Безликая королева (Диас) - страница 37

Женщина в страхе кинулась к сыну и заключила его в объятия.

— Уважаемый жрец, — взмолилась она, — смилуйтесь! Мой сын не сделал ничего дурного!

— Дурное можно делать и не ведая об этом. Я даю тебе время до рассвета, юноша, — с этими словами жрец развернулся и спешно покинул дом. Анвиль почувствовал, как им овладевает дрожь.

— Матушка!

— Ох, горе, свалилось на нашу голову! — женщина прижала сына к себе и из глаз её покатились слезы. Мужчина насупившись стоял чуть поодаль. Юноша смотрел на крохотное тельце и не мог представить, себя палачом. Почему это случилось именно с ним?

— Я не хочу убивать, матушка…я не могу пустить кровь…

— Прекрати причитать, женщина, да отойди от сына, — вмешался отец, после нескольких секунд неловкого молчания. — Ты слышала жреца, пусть исправит то, во что вмешался. Ребёнку было суждено умереть, значит, так тому и быть. Он более не останется в нашем доме. Не хватало ещё духу нечистого здесь. Никто ведь больше не знает о нём, правда?

Женщина отрицательно качнула головой.

— Вот и славно, — констатировал мужчина, — возьми его, Анвиль, возьми огонь и нож, ступай с лес, пока совсем не смерклось, да сделай, как велел жрец. Не смей его ослушаться, иначе тебя ждут бедствия. Никто никогда не узнает об этом ребёнке, о том, что он вообще был.

— Но как же я буду жить с этим, отече? Как мне свыкнуться с мыслью о том, что я убийца?

— Ты уничтожаешь зло. Это будет смерть во благо, во спасение. Думай о том, что помогаешь народу.

— Какое зло может быть в ребёнке, что ещё не может ни мысль, ни говорить, ни даже сидеть?

Мужчина приблизился к сыну и опустил тяжёлую руку ему на плечо.

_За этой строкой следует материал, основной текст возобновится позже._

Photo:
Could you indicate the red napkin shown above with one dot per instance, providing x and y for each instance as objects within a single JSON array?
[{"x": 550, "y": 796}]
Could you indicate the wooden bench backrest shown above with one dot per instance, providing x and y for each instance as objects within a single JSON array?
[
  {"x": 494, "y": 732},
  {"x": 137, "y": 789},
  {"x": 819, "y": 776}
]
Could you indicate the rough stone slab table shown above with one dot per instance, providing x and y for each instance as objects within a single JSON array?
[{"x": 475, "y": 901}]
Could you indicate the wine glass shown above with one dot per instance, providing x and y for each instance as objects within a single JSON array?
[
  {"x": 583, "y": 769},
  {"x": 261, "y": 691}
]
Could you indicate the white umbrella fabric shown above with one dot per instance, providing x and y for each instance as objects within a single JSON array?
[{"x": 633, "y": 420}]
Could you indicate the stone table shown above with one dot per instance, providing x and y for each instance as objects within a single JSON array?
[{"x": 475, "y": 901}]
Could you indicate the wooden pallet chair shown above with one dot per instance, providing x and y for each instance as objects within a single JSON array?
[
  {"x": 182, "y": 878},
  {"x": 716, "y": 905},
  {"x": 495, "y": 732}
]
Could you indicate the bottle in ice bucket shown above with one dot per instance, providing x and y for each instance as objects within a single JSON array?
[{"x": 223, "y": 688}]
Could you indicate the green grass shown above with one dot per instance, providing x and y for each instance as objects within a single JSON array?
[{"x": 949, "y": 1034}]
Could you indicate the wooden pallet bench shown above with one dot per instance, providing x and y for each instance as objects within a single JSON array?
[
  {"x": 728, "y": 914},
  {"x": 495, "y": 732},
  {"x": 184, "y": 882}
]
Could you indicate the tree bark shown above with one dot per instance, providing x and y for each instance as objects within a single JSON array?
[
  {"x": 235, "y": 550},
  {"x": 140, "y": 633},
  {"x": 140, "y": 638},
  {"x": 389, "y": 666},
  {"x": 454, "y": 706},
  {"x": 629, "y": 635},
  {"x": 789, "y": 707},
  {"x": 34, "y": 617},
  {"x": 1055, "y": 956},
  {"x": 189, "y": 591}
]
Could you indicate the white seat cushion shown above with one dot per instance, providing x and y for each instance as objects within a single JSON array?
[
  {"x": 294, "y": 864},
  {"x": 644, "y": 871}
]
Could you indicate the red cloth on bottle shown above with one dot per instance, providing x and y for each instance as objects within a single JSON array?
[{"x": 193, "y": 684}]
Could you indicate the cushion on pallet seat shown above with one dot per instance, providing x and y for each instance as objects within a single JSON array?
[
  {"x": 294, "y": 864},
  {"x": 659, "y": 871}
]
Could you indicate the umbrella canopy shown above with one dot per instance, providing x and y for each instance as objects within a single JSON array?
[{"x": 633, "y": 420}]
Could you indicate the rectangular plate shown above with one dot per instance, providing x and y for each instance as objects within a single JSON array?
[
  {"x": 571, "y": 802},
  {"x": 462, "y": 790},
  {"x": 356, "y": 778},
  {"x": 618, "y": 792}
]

— Жрец много лет оберегает нашу деревню от бедствий. У нас нет повода ему не доверять. Мы ничего не знаем об этом ребенке: кто его мать, как он появился? Быть может, он был зачат во зле. Зачем-то же она пыталась от него избавиться. Возьми мой нож и ступай…сделай всё быстро и ворачивайся, я буду ждать тебя на крыльце. Смотри, чтобы лишние глаза содеянного тобою не видели…

Анвиль понял, что деваться некуда. Мать, хоть и нехотя, но согласилась с отцом. Её испугали слова о проклятии, и она решила, что пусть лучше умрёт чужое дитя, чем будет страдать её собственное. Юноше дали нож, зажженный факел и младенца, что за всё время так и не открыл глаз. «Лучше бы он изначально умер», — подумал Анвиль, ступая за порог дома. Никогда прежде ему ещё не бывало так страшно. Родители проводили его за калитку, да велели быстрее со всем покончить. Сам юноша знал, что не сможет так просто выпустить кровь из этого хрупкого детского тельца. И почему такая ответственность выпала на его долю? Почему жрец сам не унёс ребёнка, если вынес столь хладнокровный ему приговор?